Vincent has progressively lost some body movement due to the growth of new bone formation throughout the course of his life: parts of his back around his shoulders and neck have ossified and his right hip is partially locked. However, his restrictions have been relatively stable since the age of 13 and no major flare-ups have occurred since.
An FOP flare-up is when the body begins to generate new bone and leads to tissue swelling, pain and discomfort. It is usually initiated by trauma (falling, major bumps, etc.) but can randomly happen at any time on any part of the body, particularly the neck, spine, shoulders, chest, ankles, elbows, wrists, hips, knees and jaw, but will never affect the hands or feet.
At age 22, Vincent knows his body and his condition so well that he begins taking his medications, Prednisone and Thalidomide, before he even has the usual flare-up symptoms: pain, redness, swelling and warm sensations in the area that is trying to turn itself into bone.
“I don’t really know how to explain it,” Vincent said. “I guess I’ve just gotten so used to what it feels like, as soon as I feel it coming I know I need to take my medication.”
The medication helps to eliminate the flare-ups or make them completely go away, but cannot prevent bone growth from occurring and also has side effects. Prednisone increases appetite, and can cause depression and swelling, while Thalidomide causes drowsiness, and if not taken with caution Vincent risks losing nerve sensations in his hands and feet.
Although Vincent’s condition has partially hampered his range of motion, he is able to go through his day as normally as anyone else. He has devices that help him put shoes and socks on, and claw-like reachers that aid him when he needs to pick something up from the floor or grab something over his head. Some things may take him longer to do, like getting dressed in the morning, but he gets them done without complaint, and goes through the rest of the day normally.
FOP effects one out of every two million people in the world today and Vincent knows that when he is done with school he wants to aid in the research for finding a cure. An FOP patient’s lifespan on average is 45 years; however, Vincent is optimistic that he will live to a ripe old age and is hopeful that he will find a cure for his disease within his lifetime.

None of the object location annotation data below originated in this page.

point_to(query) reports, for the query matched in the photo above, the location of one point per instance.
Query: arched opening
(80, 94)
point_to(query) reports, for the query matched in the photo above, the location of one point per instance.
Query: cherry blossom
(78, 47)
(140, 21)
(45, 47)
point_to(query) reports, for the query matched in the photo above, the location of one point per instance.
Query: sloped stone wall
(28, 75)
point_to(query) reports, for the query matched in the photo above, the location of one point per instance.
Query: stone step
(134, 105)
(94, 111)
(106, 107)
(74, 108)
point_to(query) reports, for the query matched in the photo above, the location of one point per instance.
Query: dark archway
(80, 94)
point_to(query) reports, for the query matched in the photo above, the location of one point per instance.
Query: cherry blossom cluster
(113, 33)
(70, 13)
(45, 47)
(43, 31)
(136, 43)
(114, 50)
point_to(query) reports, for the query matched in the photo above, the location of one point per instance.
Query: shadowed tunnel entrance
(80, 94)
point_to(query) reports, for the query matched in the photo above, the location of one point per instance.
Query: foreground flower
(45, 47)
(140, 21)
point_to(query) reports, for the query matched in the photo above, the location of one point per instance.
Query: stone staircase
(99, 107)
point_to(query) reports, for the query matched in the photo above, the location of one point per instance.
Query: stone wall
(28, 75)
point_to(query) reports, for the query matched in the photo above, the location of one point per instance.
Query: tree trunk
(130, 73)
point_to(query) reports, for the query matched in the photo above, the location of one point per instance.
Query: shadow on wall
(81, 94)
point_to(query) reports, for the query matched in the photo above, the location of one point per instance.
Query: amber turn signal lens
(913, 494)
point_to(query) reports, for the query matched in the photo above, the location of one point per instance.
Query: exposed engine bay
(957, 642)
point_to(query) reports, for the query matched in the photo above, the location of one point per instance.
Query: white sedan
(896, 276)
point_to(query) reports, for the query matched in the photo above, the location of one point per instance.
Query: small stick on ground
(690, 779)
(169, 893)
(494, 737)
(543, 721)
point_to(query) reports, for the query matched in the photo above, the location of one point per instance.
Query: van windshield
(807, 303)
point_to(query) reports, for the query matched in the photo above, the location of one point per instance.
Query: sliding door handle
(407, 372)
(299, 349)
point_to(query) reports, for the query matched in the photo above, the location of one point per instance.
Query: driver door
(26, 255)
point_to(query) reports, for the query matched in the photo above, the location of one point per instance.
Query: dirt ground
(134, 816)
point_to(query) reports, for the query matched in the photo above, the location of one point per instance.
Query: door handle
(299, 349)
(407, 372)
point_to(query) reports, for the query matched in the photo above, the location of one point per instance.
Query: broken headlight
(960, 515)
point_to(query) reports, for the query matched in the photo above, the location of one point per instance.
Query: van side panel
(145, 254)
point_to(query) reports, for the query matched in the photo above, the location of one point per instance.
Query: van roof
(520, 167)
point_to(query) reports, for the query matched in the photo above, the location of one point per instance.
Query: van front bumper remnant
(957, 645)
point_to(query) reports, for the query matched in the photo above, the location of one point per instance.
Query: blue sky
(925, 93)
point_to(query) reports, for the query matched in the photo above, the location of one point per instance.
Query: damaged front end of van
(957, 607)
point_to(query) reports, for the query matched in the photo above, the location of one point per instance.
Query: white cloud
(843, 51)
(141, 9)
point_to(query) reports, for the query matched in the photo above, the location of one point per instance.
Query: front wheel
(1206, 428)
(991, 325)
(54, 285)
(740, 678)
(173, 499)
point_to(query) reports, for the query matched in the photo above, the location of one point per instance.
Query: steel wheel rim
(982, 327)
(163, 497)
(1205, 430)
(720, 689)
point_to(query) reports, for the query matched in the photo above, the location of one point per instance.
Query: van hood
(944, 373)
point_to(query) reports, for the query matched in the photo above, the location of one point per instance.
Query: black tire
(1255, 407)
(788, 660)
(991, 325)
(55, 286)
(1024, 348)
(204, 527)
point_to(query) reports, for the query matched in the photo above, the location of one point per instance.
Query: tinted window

Today, Vincent is in his first year as a medical student. He graduated from Santa Clara University in June of 2008 as a biology major and moved to Irvine shortly after to attend UCI medical school. His days are a constant cycle of class and study time while paying close attention to any signs that he is experiencing a flare-up.
Vincent is also part of MEDleys a group of UCI medical students who get together on Tuesday nights for singing rehearsal on campus. They practice the melodies that they will sing to children in hospitals and senior citizens in nursing homes.
When Vincent sings, he stands still, so one could never notice that he walks with a limp. He also holds the music in front of him so that no one could ever tell that his upper back is almost completely ossified and prevents him from raising his arms over his head. There is no need for him to bend over while singing, so no one could ever tell that this simple movement is a very slow process, requiring him to take his time, balance and gently guide his knee to the floor to pick up whatever has fallen.
When you scan the room filled with singing medical students, your eye does not rest on Vincent, inspecting his awkward movements; instead it passes right by him without hesitation. Here, he is no different than the other medical students who share a love for music.

Update: The Internation Fibrodysplasia Ossificans Progressiva Association’s Web site, located at, lists the confirmed cases at 700 across the world with 268 in the United States as of December 2009.